Cependant, Beausire en embrassant sa maîtresse lui dit à l'oreille:
– Espère; je vais travailler à te sauver.
Et il arpenta vigoureusement dans le sens de la route que suivait Cagliostro.
Celui-ci s'était arrêté en tout état de cause; il n'avait plus besoin d'aller chercher Beausire, puisque Beausire revenait. Il lui était expédient d'attendre Beausire, si quelquefois celui-ci faisait courir après lui.
Cagliostro attendait donc depuis une demi-heure au tournant de la route, quand il vit arriver pâle, essoufflé, demi-mort, le malheureux amant d'Oliva.
Beausire, à l'aspect du carrosse arrêté, poussa le cri de joie du naufragé qui touche une planche.
– Qu'y a-t-il, mon enfant? dit le comte en l'aidant à monter près de lui.
Beausire raconta toute sa lamentable histoire, que Cagliostro écouta en silence.
– Elle est perdue, lui dit-il ensuite.
– Comment cela? s'écria Beausire.
Cagliostro lui raconta ce qu'il ne savait pas, l'intrigue de la rue Saint-Claude et celle de Versailles.
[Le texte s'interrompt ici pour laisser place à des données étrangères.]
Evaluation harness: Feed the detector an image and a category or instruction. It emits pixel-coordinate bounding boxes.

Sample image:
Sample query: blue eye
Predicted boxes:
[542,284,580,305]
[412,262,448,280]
Beausire faillit s'évanouir.
– Sauvez-la, sauvez-la, dit-il en tombant à deux genoux dans le carrosse, et je vous la donnerai si vous l'aimez toujours.
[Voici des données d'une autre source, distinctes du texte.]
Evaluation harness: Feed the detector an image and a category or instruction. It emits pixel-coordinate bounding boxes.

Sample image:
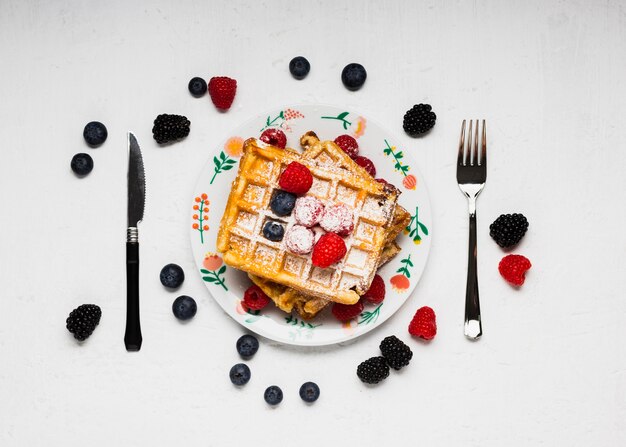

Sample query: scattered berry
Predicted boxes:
[289,56,311,79]
[259,127,287,149]
[285,225,315,255]
[498,255,532,286]
[402,104,437,137]
[243,285,270,310]
[354,155,376,177]
[309,230,346,269]
[331,300,363,323]
[489,213,528,248]
[236,334,259,359]
[172,295,198,321]
[409,306,437,340]
[278,161,313,194]
[270,190,296,216]
[293,196,324,228]
[65,304,102,341]
[356,357,389,384]
[159,264,185,289]
[152,113,191,144]
[363,274,385,304]
[300,382,320,403]
[229,363,251,386]
[263,220,285,242]
[70,153,93,176]
[189,77,207,98]
[335,135,359,158]
[83,121,109,147]
[341,63,367,91]
[263,385,283,405]
[320,203,354,236]
[380,335,413,370]
[209,76,237,110]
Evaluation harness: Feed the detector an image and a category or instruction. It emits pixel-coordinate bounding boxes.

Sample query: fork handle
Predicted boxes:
[465,210,483,340]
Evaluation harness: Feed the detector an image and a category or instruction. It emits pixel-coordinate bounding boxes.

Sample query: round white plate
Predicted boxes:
[189,105,432,346]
– Mon ami, répliqua Cagliostro, vous êtes dans l'erreur, je n'ai jamais aimé mademoiselle Oliva; je n'avais qu'un but, celui de la soustraire à cette vie de débauches que vous lui faisiez partager.
– Mais… dit Beausire, surpris.
– Cela vous étonne? Sachez donc que je suis l'un des syndics d'une société de réforme morale, ayant pour but d'arracher au vice tout ce qui peut offrir des chances de guérison. J'eusse guéri Oliva en vous l'ôtant, voilà pourquoi je vous l'ai ôtée. Qu'elle dise si jamais elle a entendu de ma bouche un mot de galanterie; qu'elle dise si mes services n'ont pas toujours été désintéressés!
– Raison de plus, monsieur; sauvez-la! sauvez-la!
– J'y veux bien essayer; mais cela dépendra de vous, Beausire.
– Demandez-moi ma vie.
– Je ne demanderai pas tant que cela. Revenez à Paris avec moi, et si vous suivez de point en point mes instructions, peut-être sauverons-nous votre maîtresse. Je n'y mets qu'une condition.
– Laquelle, monsieur?
– Je vous la dirai en nous en retournant chez moi, à Paris.
– Oh! j'y souscris d'avance; mais la revoir! la revoir!
– Voilà justement ce à quoi je pense; avant deux heures, vous la reverrez.
– Et je l'embrasserai?
– J'y compte; bien plus, vous lui direz ce que je vais vous dire.
Cagliostro reprit, avec Beausire, la route de Paris.
Deux heures après, c'était le soir, il avait rejoint la carriole.
Et une heure après, Beausire achetait cinquante louis aux deux agents le droit d'embrasser Nicole et de lui glisser les recommandations du comte.
Les agents admiraient cet amour passionné, ils se promettaient une cinquantaine de louis comme cela à chaque double poste.
Mais Beausire ne reparut plus, et la chaise de Cagliostro l'emporta rapidement vers Paris, où tant d'événements se préparaient.
Voilà ce qu'il était nécessaire d'apprendre au lecteur avant de lui montrer monsieur Cagliostro causant d'affaires avec monsieur de Crosne.
Maintenant, nous pouvons l'introduire dans le cabinet du lieutenant de police.